Translation of Children’s Fairy Tales
Translation of children’s papers rises particular challenges owing to some special characteristics of children’s books and qualities of child audience. The fact that children’s book tends to have a peripheral place in cultures and disadvance from not enough of prestige makes it possible to manipulate texts translated for babies in different ways to enable them accord with the predictions of the receiving surrounding. Furthermore, children are not expected to tolerate as much strangeness and foreignness as grown-up readers, and therefore, modification of the content and tongue of source texts is often considered necessary. Instead of being innovative, translated children’s books thus close to agree to conventional, set expressions, pictures, and language. Nevertheless, children’s literature plays an evident part as a instrument for upbringing, socialization, development of linguistic skills, and spreading world culture. Especially in small linguistic societies, where translation quote constitute a significant share of printed children’s books, children are expected to arrive into contact with literature and its upbringing and entertaining functions generally through interpretations. That’s why, translations may play a vital role in introducing children to characters, events, and Polish translation service, typical of fiction.

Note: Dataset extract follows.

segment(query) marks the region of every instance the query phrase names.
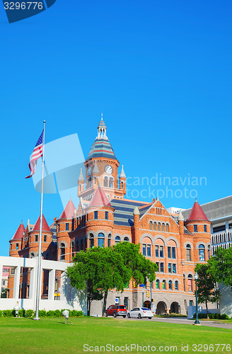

The term ‘children’s literature’ often addresses fiction targeted at readers from smallest children to already teens; nonfiction, such as school materials, is omitted. Children’s fiction is, actually, not a monolithic kind either; its different subgenres, e.g., fairy tales and fantasy stories, criminal writing, realistic stories, differ in terms of idea and language, which is pretended to influence the choice of translation methods. Here, however, children’s stories is treated as one, albeit very complicated, genre. Although children are the initial readership, children’s books actually have an important additional target audience – grown-ups, whose wishes and literary tastes must be taken into account by all writers and translators. However, Oittinen advocates translating for children, rather than translating children’s literature, and emphasizes the significance of children’s culture and their fairy planet, as well as society’s image of childhood and the translator’s own child image.
Besides the definition of two target groups, baby literature has a number of other distinguishing qualities, which have an influence on both the content and language of English Russian translator: stressing ideological, didactic, behavioral, and moral norms, ambivalence, goal at high readability and conformity, and text–picture relationship.
Translation problems and their findings made at the stage of language tend to reflect, and result from, these hierarchically higher steps. Various approaches regulating the translation of children’s books can be aggregated under the more extensive concept of culture, or ideology in a neutral sense, referring to taken-for-granted assumptions, ideas, and values shared by a separate society and group. In fact, ideology is the overriding unit, an umbrella idea, dictating what is allowable in children’s books. In a whole, children’s books are expected to be in a specific way beneficial to children and sufficiently easy in terms of idea, characterization, and language to be readable for smalls. These couple of requirements may sometimes be contradictory. For example, a maximally understandable book may be regarded as too simple to discover some new and, in that view, benefit the child reader. Moreover, notions of what is advantageous and understandable vary from culture to nation and change with time, which frequently leads to manipulation of initial texts in translation.